# Data Quality Check — Sales Table

This notebook executes the Data Quality framework for the `sales` table as part of the Lakehouse Expansion engineering pillar. It loads the table, applies expectations defined in `sales_expectations.json`, evaluates the results using the shared `dq_runner.py` module, and produces a structured report suitable for downstream monitoring, alerting, or pipeline enforcement.

The workflow is intentionally consolidated into a single execution block to keep the notebook clean, readable, and aligned with production engineering practices. All operational steps—loading data, importing the runner, executing checks, formatting results, saving outputs, and enforcing failure rules—are performed within one Python cell for deterministic execution and minimal cognitive overhead.
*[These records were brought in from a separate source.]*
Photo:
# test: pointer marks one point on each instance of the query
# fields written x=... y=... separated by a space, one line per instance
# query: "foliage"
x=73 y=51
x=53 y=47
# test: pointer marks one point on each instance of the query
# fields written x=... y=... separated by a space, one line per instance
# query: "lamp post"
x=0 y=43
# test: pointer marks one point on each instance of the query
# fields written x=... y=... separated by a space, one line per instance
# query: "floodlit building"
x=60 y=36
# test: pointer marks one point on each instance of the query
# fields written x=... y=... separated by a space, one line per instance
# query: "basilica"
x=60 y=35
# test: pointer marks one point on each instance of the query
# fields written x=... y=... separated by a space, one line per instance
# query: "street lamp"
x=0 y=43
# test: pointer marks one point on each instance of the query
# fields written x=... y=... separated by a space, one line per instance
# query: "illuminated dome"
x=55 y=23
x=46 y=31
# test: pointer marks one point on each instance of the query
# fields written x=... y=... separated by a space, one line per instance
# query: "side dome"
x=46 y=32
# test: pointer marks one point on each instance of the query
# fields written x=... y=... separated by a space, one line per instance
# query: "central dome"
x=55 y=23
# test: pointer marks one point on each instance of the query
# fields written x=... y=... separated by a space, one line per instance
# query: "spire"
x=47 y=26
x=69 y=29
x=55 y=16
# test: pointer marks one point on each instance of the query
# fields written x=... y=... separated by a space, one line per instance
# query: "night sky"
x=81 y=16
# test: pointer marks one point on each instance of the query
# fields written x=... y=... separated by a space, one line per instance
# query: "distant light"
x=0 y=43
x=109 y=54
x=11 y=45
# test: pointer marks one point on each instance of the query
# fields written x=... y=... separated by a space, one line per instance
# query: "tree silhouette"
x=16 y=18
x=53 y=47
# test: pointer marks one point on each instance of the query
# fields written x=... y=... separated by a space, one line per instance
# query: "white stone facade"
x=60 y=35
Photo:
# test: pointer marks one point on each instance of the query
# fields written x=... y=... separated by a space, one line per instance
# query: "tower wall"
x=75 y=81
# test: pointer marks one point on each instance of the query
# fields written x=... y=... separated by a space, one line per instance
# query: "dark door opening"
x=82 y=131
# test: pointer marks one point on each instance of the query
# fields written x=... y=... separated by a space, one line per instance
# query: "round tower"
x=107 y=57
This notebook is designed to be pipeline‑ready, environment‑agnostic, and easily extended to additional tables as the Lakehouse Expansion continues.

In [None]:
# Step 1 — Load sales table
df = spark.read.table("lakehouse.sales").toPandas()

# Step 2 — Add module path and import runner
import sys
sys.path.append("/lakehouse/default/Files/15-lakehouse-expansion/features/data-quality")
from dq_runner import run_dq

# Step 3 — Define expectations path
expectations_path = "/lakehouse/default/Files/15-lakehouse-expansion/features/data-quality/expectations/sales_expectations.json"

# Step 4 — Run data quality checks
results = run_dq(
    table_df=df,
    expectations_path=expectations_path
)

# Step 5 — Convert results to DataFrame
import pandas as pd
results_df = pd.DataFrame(results)

# Step 6 — Display results
results_df

# Step 7 — Optional: Save report
results_df.to_csv(
    "/lakehouse/default/Files/15-lakehouse-expansion/features/data-quality/dq_report_sales.csv",
    index=False
)

# Step 8 — Optional: Fail notebook if checks failed
failed = [r for r in results if not r["passed"]]
if failed:
    raise Exception("One or more Data Quality checks failed.")